In a new twist, a post by budding skeptic, Debi:
Ryan kept insisting that the little store around the corner from our house (it’s called “Nutrition Works” and is owned by Raj Patel) had a flashing sign saying DNA Testing. Being curious I finally told him I had to go check it out. The store sold “organic”, “health” stuff. Ryan urged me to go talk to the owner who had said hi when we walked in. He seemed nice, and I didn’t want to cause him stress or make him feel stupid. Anyway I did ask what the DNA testing was and he informed me that they could send off for any type of testing.
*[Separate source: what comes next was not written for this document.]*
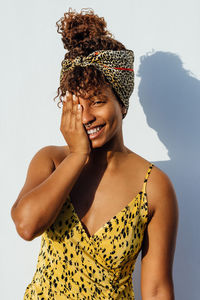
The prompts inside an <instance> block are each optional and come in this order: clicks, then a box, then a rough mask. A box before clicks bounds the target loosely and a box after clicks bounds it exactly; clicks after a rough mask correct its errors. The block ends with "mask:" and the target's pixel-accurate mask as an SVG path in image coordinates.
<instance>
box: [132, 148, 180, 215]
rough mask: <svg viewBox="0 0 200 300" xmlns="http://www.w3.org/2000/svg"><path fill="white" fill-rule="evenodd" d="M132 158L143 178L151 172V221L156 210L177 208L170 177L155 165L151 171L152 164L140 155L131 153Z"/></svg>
mask: <svg viewBox="0 0 200 300" xmlns="http://www.w3.org/2000/svg"><path fill="white" fill-rule="evenodd" d="M130 157H131V159H132V161H133V164H134V166H136V168H137V170H138V174H139V173H140V176H141V177H142V176H144V175H145V174H147V173H146V172H147V171H150V173H149V176H148V180H147V185H146V193H147V199H148V206H149V215H150V219H151V218H152V216H153V215H154V214H155V212H156V209H159V208H160V207H161V206H163V208H164V207H165V208H166V209H167V207H168V210H170V211H172V210H173V208H174V206H177V199H176V193H175V189H174V186H173V183H172V181H171V179H170V177H169V176H168V175H167V174H166V173H165V172H164V171H163V170H161V169H160V168H158V167H157V166H156V165H155V164H154V163H153V167H152V168H151V169H150V170H149V167H150V166H151V162H150V161H148V160H146V159H145V158H143V157H141V156H140V155H138V154H136V153H130ZM170 211H169V213H170Z"/></svg>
When pressed he provided examples such as paternity or ethnicity testing. He reiterated at least two or three times that they could do DNA tests for medical conditions, but later couched this by indicating that would require interpretation by a doctor. He clearly didn’t understand what I meant when I said I didn’t think the company did that type of testing or looked at any of the pieces of DNA necessary for that type of testing. Had I not been so nice I am sure I could have made him look more like an idiot. He asked me if I had ever done genetic testing at which point I disclosed that I trained as a genetic counselor and at that point he didn’t have much to say. Looking back I should have gone in and asked him if he could do BRCA1 testing for breast cancer, my fear is that he would have said yes. Paternity and ethnicity testing cost between $250 and $500, which is about the same as what the company charges if you do it directly through them.
This is a good illustration of companies jumping on trends to make money regardless of any evidence supporting what they are claiming. We got a card from Mr. Patel and it says, “We offers (sic) DRUG TESTING, DNA TESTING, PATERNITY TESTING, STEROID TESTING.” I don’t really want to be mean, but this is remarkably misleading.